To correct the record, I had to reactivate a Disqus ID I use for current affairs (“newsjunkie”).
No disrespect to Russ Breault, but is there anyone reading this who understands how the Google algorithm puts a somewhat plain fare, inconsequential news item onto its first page of Shroud listings? Me and my site are bobbing around right now between Pages 10 and 11!
Update: Tuesday: two new comments. the first addressed to me, and my reply posted just a minute ago.
It is under page 1 under the news section not the first website hit. That would be your site–I assume it is yours because of your interest–on my Google. You are right in your statement, however. This man, merely, attended the conference as a student. Looking at his site he is a paid lecturer and caters his presentations to his audience–academic or religious. I am not a Shroud expert, but I do know my religious history pretty well and will attend this presentation to make sure he doesn’t mislead his audience.
Thanks for the explanation re the (curious) manner in which Google “organizes” its first page of returns. It enters a link for News items that is clickable to bring up a string of mainly lightweight ephemera. What’s not clear is the the first item below News on that Page is the first entry in the hived-off list, so is given a prominence that is just temporary (one assumes, one hopes). Must do better, Google!
Yes, I do have a quite longstanding interest in the Shroud – from a scientific sceptic’s standpoint, having started a specialist site some two years ago, now with approx. 200 postings.
I’m 99.9% convinced that the image is not a painting, as per comment above, but a thermal imprint – essentially no different from holding an iron against a sheet, to leave a scorch mark, except that instead of an iron there was some kind of metal (?) effigy, possibly a life-sized crucifix of the crucified Jesus. The oft-trotted-out evidence that it is NOT a contact scorch (as distinct from weird and wonderful radiation emanating from a corpse) is exceedingly weak in my view.
How’s lovely Pennsylvania these days? I did a two year stint back in the early 70s at the University of Pennsylvania Hospital Medical School. The boss man’s house (Head of GI) in its cul-de-sac on the Main Line was more English than most top-of-the-range houses in England (being my home)! Missus and I had to be content with Devon Strafford Apartments, kept awake by late night student parties.
Postscript added Feb 17
Here’s a more recent item in the US press announcing the imminent arrival of the Russ Breault roadshow. It’s in total contrast to the above, commendably so.

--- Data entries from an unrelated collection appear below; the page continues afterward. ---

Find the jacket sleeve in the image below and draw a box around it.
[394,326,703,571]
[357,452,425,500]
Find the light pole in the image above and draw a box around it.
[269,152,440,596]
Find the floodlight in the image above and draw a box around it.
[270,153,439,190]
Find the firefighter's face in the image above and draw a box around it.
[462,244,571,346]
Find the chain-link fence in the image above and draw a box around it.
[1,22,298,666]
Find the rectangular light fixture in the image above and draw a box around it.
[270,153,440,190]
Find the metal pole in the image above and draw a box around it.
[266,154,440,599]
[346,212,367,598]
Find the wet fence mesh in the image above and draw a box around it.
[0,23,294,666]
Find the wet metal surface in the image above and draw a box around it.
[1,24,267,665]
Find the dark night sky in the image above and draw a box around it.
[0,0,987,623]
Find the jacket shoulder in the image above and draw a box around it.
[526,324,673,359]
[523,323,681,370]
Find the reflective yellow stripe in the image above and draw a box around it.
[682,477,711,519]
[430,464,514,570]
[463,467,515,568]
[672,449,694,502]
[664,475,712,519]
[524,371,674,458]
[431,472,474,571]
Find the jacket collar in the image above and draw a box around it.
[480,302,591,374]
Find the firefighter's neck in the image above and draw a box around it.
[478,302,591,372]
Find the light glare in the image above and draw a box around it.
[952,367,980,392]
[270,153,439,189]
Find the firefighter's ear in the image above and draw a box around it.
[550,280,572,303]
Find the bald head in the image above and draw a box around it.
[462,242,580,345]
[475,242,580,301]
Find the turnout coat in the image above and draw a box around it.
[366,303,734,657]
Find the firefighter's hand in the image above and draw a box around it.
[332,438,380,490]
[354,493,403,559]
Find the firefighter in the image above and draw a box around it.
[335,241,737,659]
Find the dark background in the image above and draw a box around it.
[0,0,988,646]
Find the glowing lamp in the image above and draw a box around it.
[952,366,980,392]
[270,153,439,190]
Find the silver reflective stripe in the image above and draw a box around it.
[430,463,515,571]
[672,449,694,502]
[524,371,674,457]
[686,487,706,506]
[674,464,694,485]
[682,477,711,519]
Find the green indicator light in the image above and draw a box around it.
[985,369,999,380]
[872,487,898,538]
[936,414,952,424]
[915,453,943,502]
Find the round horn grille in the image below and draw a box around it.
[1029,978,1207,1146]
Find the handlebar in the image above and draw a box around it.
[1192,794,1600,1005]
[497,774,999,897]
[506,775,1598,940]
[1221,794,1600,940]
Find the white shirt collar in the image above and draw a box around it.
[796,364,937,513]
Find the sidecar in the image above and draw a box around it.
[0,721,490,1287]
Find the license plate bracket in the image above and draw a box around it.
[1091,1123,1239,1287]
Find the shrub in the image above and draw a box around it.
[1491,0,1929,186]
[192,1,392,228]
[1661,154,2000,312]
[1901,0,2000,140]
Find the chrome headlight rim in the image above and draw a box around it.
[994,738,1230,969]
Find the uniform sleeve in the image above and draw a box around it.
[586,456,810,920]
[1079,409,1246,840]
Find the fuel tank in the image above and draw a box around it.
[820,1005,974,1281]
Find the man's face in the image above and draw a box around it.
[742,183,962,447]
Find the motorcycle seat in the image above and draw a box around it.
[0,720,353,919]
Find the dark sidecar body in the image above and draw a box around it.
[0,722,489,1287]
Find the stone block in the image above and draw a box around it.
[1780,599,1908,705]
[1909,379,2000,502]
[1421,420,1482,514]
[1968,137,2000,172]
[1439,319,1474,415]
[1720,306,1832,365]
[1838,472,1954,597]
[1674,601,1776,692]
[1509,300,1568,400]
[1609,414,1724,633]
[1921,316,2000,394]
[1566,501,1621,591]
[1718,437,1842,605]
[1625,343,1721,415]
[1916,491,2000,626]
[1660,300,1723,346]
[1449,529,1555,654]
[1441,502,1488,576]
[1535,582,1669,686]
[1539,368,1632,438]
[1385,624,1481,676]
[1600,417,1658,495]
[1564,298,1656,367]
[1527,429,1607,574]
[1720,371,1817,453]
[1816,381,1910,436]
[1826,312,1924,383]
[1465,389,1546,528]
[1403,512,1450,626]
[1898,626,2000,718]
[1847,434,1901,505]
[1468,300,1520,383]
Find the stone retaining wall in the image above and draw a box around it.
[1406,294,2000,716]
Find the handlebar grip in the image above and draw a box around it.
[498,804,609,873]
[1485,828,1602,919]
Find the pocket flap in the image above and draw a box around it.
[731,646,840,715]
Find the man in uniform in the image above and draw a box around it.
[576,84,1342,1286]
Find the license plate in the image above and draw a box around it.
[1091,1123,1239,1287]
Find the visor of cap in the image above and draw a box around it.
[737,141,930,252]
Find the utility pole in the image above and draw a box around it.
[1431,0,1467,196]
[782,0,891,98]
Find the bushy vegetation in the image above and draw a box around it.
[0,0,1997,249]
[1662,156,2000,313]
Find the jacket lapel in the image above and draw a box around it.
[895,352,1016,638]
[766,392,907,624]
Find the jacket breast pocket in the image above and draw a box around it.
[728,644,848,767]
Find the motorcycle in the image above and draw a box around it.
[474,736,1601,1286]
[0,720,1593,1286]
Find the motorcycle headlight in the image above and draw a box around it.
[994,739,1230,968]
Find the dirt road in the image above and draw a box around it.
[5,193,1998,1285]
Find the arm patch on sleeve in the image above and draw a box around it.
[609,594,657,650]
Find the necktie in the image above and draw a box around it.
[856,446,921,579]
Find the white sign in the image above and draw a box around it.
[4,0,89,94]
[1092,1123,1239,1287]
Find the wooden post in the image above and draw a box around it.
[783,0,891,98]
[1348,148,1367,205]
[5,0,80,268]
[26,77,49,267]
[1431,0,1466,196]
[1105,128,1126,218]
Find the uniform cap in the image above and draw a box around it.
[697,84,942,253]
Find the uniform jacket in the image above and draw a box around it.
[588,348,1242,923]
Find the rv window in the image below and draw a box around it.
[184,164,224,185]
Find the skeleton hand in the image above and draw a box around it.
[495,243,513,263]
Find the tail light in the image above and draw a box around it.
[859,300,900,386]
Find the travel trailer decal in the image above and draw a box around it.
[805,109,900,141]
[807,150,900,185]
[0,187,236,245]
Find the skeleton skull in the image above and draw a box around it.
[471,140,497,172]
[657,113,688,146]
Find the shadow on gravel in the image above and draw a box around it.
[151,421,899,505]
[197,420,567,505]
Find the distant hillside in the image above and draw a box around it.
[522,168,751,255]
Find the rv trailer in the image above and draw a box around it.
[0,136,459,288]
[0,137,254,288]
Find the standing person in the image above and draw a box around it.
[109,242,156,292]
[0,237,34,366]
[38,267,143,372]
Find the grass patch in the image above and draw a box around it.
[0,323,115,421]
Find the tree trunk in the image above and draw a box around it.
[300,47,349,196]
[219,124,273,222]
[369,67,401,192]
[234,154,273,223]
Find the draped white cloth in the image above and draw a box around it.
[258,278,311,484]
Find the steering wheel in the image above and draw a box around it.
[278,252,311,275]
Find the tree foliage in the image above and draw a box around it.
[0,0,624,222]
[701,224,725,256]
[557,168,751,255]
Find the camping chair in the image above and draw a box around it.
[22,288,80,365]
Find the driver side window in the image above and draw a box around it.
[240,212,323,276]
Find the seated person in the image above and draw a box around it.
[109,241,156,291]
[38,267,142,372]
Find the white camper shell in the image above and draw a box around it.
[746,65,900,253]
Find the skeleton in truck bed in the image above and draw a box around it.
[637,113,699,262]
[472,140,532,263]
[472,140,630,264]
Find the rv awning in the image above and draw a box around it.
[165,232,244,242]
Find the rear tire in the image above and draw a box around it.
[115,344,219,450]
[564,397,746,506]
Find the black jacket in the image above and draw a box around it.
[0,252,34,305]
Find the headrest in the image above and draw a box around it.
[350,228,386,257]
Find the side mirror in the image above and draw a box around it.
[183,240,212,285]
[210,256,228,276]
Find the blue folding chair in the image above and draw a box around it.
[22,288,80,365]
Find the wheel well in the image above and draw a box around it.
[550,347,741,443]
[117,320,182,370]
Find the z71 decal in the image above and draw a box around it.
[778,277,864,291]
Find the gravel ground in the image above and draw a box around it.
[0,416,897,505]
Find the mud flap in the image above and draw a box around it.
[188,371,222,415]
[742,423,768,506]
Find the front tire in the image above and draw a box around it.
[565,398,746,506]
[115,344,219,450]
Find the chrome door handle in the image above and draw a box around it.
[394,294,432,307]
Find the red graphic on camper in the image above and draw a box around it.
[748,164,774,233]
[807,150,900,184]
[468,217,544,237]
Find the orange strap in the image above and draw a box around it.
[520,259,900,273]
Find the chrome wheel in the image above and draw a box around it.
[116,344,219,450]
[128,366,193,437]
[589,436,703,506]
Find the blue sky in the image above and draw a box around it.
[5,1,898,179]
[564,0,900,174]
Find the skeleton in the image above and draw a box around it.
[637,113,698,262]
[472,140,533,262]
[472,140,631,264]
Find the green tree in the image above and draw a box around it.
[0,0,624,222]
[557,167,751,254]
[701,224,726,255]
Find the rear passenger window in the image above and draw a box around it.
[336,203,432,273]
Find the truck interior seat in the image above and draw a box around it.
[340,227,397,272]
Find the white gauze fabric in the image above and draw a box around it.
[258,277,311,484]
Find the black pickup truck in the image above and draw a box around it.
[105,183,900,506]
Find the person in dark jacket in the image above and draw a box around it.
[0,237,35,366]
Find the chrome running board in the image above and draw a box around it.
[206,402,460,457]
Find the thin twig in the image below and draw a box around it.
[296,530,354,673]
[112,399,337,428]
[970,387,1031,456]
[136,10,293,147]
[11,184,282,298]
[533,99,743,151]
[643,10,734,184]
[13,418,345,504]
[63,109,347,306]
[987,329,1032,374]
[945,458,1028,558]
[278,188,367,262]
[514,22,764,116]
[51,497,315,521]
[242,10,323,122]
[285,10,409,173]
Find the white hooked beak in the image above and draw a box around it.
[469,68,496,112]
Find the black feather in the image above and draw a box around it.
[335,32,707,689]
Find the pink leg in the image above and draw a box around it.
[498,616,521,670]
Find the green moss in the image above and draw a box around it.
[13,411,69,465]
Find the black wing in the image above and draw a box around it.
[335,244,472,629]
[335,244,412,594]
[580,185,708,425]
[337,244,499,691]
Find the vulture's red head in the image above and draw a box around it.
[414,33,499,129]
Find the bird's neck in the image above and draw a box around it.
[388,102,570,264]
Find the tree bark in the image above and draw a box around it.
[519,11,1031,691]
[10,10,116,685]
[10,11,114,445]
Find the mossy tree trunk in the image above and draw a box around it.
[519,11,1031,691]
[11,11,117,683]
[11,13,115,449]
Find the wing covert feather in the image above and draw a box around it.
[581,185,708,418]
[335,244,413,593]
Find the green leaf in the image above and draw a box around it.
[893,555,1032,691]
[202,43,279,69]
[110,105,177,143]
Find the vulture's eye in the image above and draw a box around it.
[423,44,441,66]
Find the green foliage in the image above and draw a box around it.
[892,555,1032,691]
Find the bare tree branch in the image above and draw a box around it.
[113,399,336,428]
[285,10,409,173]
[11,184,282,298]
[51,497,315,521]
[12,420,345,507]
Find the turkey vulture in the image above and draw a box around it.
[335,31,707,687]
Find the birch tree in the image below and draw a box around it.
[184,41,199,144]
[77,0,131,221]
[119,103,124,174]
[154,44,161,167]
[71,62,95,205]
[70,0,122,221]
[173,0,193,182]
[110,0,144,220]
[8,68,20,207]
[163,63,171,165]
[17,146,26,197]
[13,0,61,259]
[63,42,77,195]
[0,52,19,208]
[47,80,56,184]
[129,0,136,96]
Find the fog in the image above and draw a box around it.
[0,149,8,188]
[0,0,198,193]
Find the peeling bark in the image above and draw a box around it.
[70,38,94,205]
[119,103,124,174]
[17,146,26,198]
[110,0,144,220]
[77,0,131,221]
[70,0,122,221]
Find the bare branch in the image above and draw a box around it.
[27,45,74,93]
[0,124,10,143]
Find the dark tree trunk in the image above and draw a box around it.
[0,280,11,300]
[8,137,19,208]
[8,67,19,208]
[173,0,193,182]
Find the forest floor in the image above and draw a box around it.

There’s one point on which this blogger would take issue – the reference to “puncture wound” on the Shroud. I have now amassed several scores of flying hours on the Shroud image (Shroud Scope) and have yet to see anything that could unequivocally be described as a puncture wound in the body image. There are bloodstains, certainly, real or engineeered, but a patch of blood-like material doth not a puncture wound make.
Update: 25 Feb
You read it here first! Some two weeks later, that same MSM article is now the subject of a new posting Across The (Systematically-Slanted) Way introduced with the words: “journalism done well”.
This site recognizes good journalism when it sees it – even if a pro-authenticity bias, intended or otherwise, is evident. The important thing is acknowledgement of there being an alternative point of view.